Il Parlamento europeo ha di recente approvato degli emendamenti alla proposta di semplificazione della Commissione UE che modifica l’AI Act, nell’ambito del c.d. Digital Omnibus.
La Commissione, in particolare, aveva proposto il rinvio dell’applicazione di alcune norme relative ai sistemi ad alto rischio al fine di garantire linee guida e standard utili alle imprese.
Tramite gli emendamenti proposti dal Parlamento, si è giunti all’individuazione di specifiche date per tali rinvii:
- 02 dicembre 2027 per i sistemi di IA ad alto rischio previsti nel regolamento, tra cui quelli relativi alla biometria, quelli utilizzati nelle infrastrutture tecniche critiche, istruzione, occupazione, servizi essenziali, giustizia e gestione delle frontiere.
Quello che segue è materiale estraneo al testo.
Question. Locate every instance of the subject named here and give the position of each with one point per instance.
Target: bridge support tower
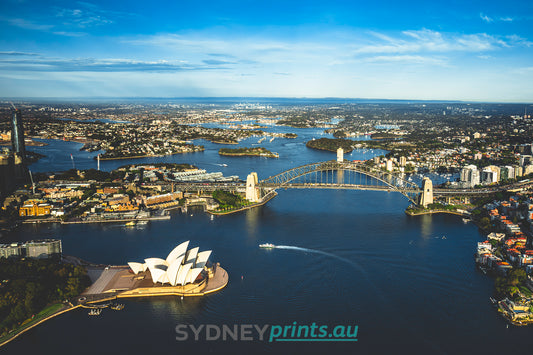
(252, 192)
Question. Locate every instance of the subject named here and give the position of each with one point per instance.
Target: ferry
(95, 312)
(267, 246)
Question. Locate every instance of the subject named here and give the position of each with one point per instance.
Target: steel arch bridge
(366, 178)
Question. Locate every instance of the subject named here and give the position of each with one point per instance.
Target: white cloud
(486, 18)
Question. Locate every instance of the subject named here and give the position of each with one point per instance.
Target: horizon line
(57, 98)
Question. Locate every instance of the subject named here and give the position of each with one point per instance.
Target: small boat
(117, 307)
(95, 312)
(267, 246)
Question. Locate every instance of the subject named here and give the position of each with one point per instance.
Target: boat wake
(356, 266)
(314, 251)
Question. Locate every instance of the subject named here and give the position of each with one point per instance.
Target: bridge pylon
(252, 192)
(426, 197)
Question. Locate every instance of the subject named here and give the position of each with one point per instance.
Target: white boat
(95, 312)
(267, 246)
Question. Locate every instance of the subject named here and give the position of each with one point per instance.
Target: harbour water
(352, 258)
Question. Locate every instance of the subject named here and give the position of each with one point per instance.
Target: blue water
(347, 257)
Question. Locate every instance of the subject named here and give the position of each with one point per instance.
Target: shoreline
(263, 201)
(248, 155)
(147, 156)
(17, 333)
(421, 213)
(157, 218)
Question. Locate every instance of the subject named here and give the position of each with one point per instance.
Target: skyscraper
(17, 136)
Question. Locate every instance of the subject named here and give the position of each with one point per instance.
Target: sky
(382, 49)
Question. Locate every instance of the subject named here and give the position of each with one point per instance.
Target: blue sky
(450, 50)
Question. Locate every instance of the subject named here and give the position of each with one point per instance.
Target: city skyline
(479, 51)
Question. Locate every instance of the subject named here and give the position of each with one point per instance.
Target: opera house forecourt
(184, 272)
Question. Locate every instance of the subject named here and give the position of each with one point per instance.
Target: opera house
(181, 266)
(184, 272)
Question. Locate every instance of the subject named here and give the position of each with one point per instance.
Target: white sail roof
(173, 269)
(202, 258)
(192, 275)
(158, 275)
(181, 266)
(177, 252)
(182, 274)
(137, 267)
(191, 256)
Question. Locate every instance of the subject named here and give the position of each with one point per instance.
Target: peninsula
(330, 144)
(248, 152)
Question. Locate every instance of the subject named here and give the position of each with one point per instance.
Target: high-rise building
(470, 176)
(17, 135)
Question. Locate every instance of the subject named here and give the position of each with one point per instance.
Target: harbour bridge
(344, 174)
(335, 174)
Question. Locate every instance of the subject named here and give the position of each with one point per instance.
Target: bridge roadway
(241, 187)
(191, 186)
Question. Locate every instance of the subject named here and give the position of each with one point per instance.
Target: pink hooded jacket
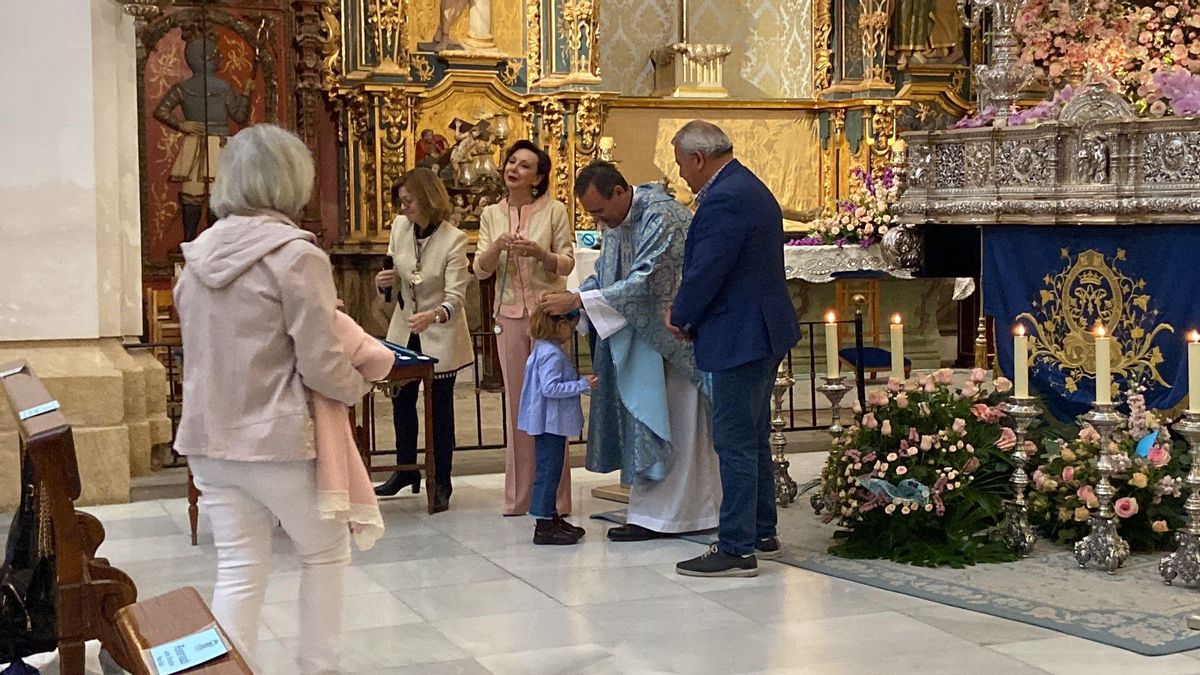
(256, 308)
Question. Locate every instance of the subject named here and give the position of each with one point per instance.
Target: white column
(69, 177)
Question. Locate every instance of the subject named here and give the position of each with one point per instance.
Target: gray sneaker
(768, 549)
(715, 563)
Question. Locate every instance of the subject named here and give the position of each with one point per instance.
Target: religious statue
(471, 159)
(927, 30)
(479, 33)
(208, 102)
(430, 148)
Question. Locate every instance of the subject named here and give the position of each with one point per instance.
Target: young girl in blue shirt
(551, 412)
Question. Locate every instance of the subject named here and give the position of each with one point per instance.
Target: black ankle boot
(400, 479)
(442, 497)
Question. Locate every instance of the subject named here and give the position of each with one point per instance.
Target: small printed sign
(37, 410)
(187, 651)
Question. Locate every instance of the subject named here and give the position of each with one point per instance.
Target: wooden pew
(90, 591)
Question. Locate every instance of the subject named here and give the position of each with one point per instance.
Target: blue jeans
(742, 434)
(550, 453)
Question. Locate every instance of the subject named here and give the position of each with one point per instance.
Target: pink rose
(1158, 457)
(1126, 507)
(1007, 438)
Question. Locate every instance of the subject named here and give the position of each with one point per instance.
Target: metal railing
(487, 382)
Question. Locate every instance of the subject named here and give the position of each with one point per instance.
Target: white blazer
(445, 273)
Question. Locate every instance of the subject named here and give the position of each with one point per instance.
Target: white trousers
(243, 501)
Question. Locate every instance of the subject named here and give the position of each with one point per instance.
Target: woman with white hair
(256, 305)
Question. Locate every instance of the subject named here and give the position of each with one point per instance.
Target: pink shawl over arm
(343, 487)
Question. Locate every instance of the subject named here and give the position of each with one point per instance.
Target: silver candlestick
(785, 487)
(1019, 535)
(834, 389)
(1103, 544)
(1185, 562)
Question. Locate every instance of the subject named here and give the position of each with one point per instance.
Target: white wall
(70, 243)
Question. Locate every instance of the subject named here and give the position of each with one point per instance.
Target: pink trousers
(514, 346)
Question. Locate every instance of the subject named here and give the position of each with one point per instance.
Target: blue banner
(1140, 281)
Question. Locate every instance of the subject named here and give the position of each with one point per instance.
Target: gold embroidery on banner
(1092, 290)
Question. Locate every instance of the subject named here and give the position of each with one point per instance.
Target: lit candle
(1103, 365)
(897, 347)
(1020, 362)
(1194, 371)
(832, 366)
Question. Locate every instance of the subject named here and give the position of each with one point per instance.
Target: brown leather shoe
(547, 532)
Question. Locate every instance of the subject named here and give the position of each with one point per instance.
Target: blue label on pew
(37, 410)
(189, 651)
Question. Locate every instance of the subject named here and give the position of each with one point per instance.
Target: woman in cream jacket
(427, 286)
(526, 242)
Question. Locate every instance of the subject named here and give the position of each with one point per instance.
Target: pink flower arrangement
(862, 219)
(1126, 507)
(1158, 457)
(1007, 440)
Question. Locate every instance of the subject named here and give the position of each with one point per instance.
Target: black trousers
(405, 418)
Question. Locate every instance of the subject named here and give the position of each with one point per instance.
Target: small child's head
(556, 328)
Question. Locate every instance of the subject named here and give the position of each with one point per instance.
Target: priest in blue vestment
(651, 416)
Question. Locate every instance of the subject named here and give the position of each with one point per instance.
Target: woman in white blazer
(427, 288)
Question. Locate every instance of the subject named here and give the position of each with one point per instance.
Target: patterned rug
(1133, 609)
In particolare, il Parlamento presenta un emendamento al considerando 22 della proposta di regolamento con riferimento all’art. 113 del Regolamento (UE) 2024/1689 (AI Act) stabilendo che la data della sua entrata in vigore per i sistemi di IA classificati come ad alto rischio ai sensi dell’art. 6, par. 2 e dell’allegato III sia prorogata fino al 2 dicembre 2027
- 02 agosto 2028 per i sistemi di IA disciplinati da normative settoriali dell’UE in materia di sicurezza e vigilanza del mercato: lo stesso considerando 22 della proposta di regolamento è stato emendato a favore della proroga dell’entrata in vigore dell’AI Act fino al 2 agosto 2028 per quanto riguarda i sistemi di IA classificati come ad alto rischio ai sensi dell’art. 6, par. 1, e dell’allegato I di tale Regolamento.
Il Parlamento intende dare tempo fino al 02 novembre 2026 ai fornitori di servizi digitali, immessi nel mercato prima del 2 agosto 2026, per conformarsi all’obbligo di apposizione di una filigrana ai contenuti generati tramite IA.
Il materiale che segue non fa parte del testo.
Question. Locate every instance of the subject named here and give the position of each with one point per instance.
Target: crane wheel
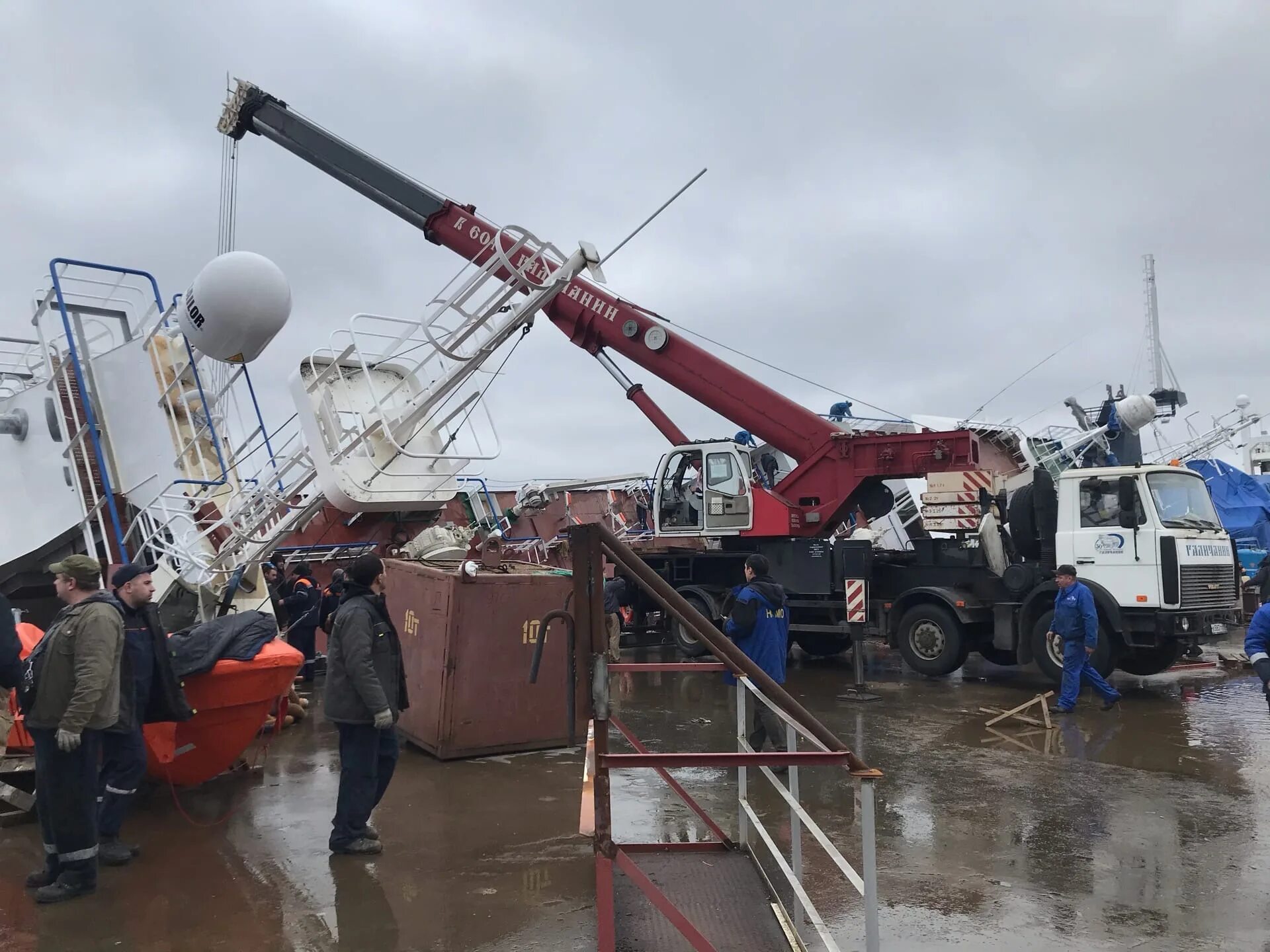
(931, 640)
(689, 644)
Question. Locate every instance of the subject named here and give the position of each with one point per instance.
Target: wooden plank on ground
(1014, 711)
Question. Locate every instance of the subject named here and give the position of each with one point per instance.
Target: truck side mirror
(1128, 493)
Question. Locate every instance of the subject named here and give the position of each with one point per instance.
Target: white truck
(1146, 539)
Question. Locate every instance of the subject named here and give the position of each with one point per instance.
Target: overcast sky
(907, 202)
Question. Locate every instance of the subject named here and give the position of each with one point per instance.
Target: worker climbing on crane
(759, 622)
(1256, 647)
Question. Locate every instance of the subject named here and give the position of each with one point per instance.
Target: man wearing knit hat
(70, 694)
(365, 694)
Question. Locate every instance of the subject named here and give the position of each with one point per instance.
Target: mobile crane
(937, 602)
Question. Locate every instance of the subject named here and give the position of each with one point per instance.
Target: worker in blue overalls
(759, 622)
(1076, 621)
(1256, 647)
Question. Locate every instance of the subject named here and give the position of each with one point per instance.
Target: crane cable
(980, 411)
(771, 366)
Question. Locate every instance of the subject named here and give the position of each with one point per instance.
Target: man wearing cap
(1076, 621)
(70, 694)
(149, 694)
(365, 694)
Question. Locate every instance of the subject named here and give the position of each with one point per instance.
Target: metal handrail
(865, 884)
(588, 543)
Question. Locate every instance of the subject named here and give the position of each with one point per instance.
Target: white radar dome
(235, 306)
(1136, 412)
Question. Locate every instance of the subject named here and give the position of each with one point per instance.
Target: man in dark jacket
(331, 597)
(365, 694)
(11, 649)
(149, 692)
(618, 596)
(760, 625)
(70, 694)
(273, 583)
(304, 607)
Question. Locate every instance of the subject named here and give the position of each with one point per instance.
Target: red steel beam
(663, 904)
(668, 666)
(673, 783)
(606, 917)
(778, 758)
(706, 846)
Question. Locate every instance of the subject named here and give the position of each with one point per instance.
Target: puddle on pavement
(1129, 829)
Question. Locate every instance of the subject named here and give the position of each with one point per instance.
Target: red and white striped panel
(951, 512)
(951, 524)
(967, 481)
(857, 601)
(949, 498)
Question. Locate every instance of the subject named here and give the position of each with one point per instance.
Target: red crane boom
(833, 465)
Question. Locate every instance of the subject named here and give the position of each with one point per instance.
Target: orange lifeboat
(230, 703)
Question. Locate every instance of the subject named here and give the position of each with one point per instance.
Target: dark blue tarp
(1242, 503)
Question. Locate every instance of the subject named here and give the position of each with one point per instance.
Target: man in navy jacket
(1256, 647)
(1076, 621)
(760, 625)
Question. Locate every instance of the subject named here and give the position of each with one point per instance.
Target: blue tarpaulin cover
(1242, 502)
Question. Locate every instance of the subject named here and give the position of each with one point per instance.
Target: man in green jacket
(70, 695)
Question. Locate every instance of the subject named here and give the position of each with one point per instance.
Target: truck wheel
(1000, 656)
(1150, 660)
(931, 640)
(1048, 653)
(1023, 524)
(822, 645)
(689, 644)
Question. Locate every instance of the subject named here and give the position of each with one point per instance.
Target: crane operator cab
(704, 489)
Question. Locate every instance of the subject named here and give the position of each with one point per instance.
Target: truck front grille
(1208, 587)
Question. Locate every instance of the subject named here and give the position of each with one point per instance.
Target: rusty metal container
(468, 644)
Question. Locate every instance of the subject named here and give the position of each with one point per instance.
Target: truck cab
(704, 489)
(1151, 539)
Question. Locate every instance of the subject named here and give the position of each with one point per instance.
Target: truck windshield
(1183, 500)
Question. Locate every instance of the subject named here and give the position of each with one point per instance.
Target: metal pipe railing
(719, 645)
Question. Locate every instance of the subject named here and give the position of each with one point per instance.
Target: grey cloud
(910, 204)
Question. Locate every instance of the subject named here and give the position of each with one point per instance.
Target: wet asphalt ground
(1147, 828)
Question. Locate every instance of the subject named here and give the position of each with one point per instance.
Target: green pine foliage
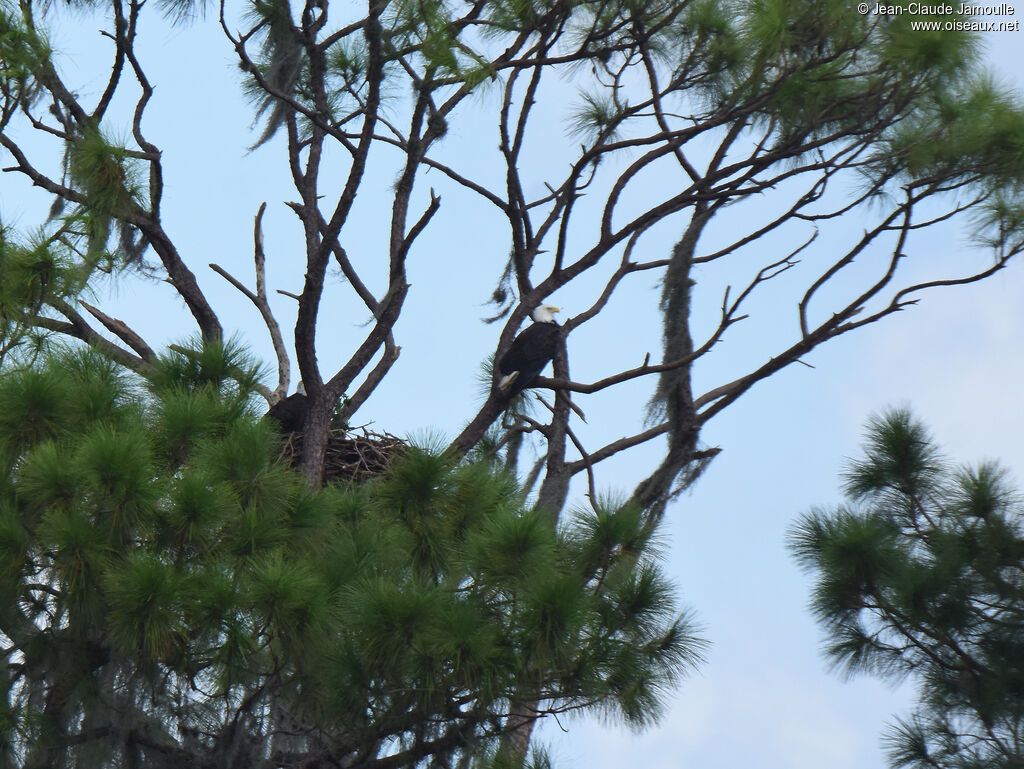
(173, 595)
(922, 574)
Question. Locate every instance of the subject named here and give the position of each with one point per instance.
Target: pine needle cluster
(922, 575)
(174, 596)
In aggiunta, in tale contesto, il Parlamento, aggiungendo il Considerando 5 bis alla proposta di regolamento, introduce un divieto dei software di nudificazione, ossia di sistemi di IA che permettono di manipolare o creare immagini sessualmente esplicite di soggetti identificabili senza il loro consenso. Tale divieto non si ritiene debba applicarsi alle piattaforme che hanno adottato misure di sicurezza efficaci a prevenire la realizzazione di queste rappresentazioni.
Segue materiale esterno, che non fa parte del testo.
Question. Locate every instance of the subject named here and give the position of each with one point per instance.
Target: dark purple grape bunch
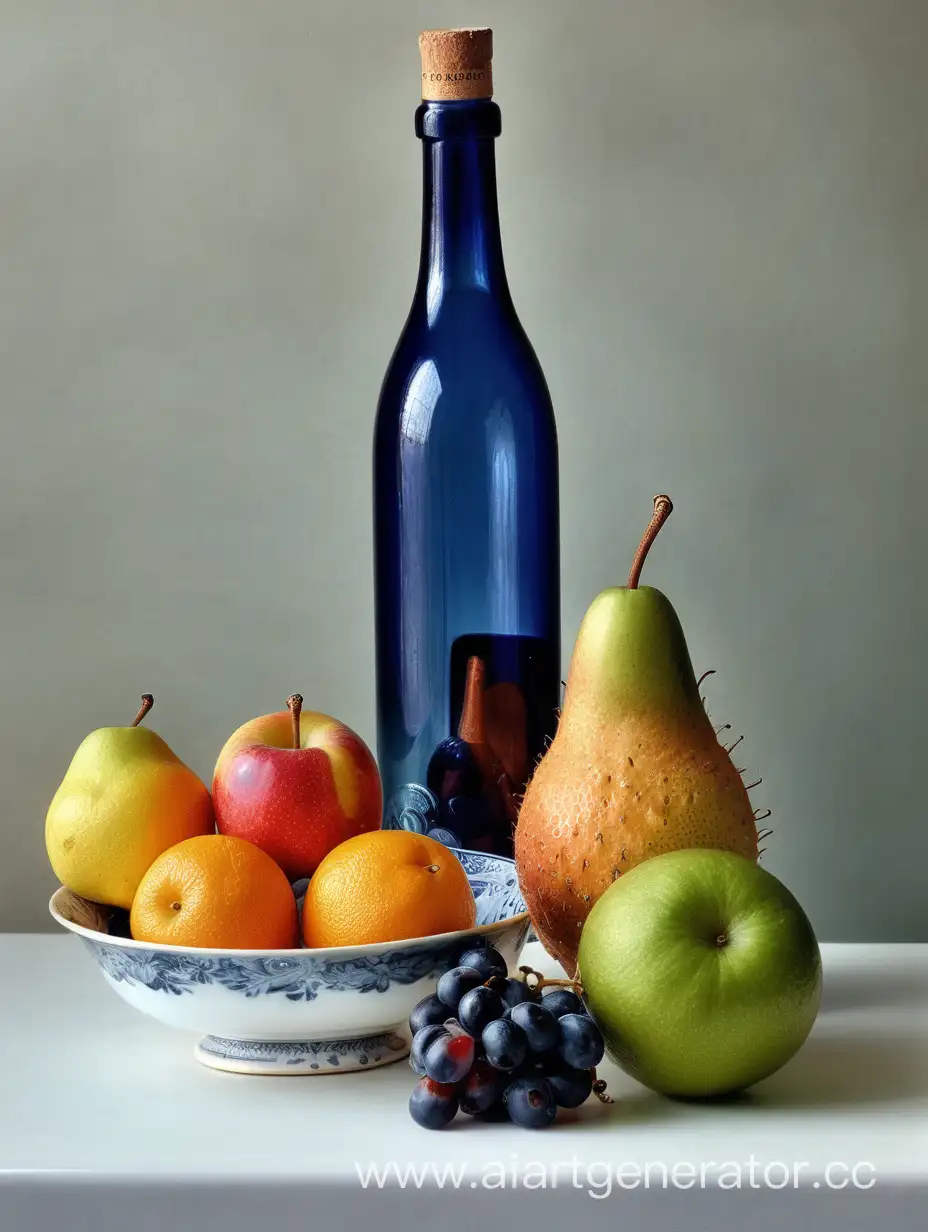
(498, 1049)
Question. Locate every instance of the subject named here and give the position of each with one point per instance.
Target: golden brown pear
(635, 769)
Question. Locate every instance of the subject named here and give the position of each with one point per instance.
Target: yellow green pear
(125, 800)
(635, 768)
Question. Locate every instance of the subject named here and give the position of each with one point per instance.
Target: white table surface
(106, 1120)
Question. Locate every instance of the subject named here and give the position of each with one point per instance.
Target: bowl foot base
(293, 1057)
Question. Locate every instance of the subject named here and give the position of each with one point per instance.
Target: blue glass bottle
(466, 516)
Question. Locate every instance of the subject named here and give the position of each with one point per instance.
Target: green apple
(701, 971)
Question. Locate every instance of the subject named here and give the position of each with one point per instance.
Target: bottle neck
(461, 248)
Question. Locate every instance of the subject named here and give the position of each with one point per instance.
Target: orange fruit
(386, 886)
(215, 892)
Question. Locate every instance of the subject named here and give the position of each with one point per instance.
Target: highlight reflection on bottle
(465, 478)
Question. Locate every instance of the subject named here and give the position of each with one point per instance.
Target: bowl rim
(330, 954)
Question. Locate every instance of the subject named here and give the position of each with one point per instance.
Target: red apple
(296, 784)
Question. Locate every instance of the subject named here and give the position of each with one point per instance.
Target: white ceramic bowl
(298, 1010)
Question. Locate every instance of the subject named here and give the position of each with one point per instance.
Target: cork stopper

Inoltre, è stato proposto un emendamento al considerando 6 della proposta di regolamento prevedendo la concessione ai fornitori di servizi digitali ad alto rischio della possibilità di trattare le categorie particolari di dati solo in casi eccezionali e nel rispetto delle garanzie. Tale trattamento è giustificato dalla necessaria mitigazione delle distorsioni in grado di incidere sulla salute e sicurezza degli individui.
Al fine di evitare la sovrapposizione tra l’AI Act e altre normative di settore, il Parlamento UE ha infine proposto di integrare l’AI Act con gli artt. da 110 bis a 110 terdecies, che modificano a loro volta e integrano diversi altri atti UE, prevedendo obblighi normativi meno stringenti per i prodotti già regolamentati a livello UE (ad es. dispositivi medici).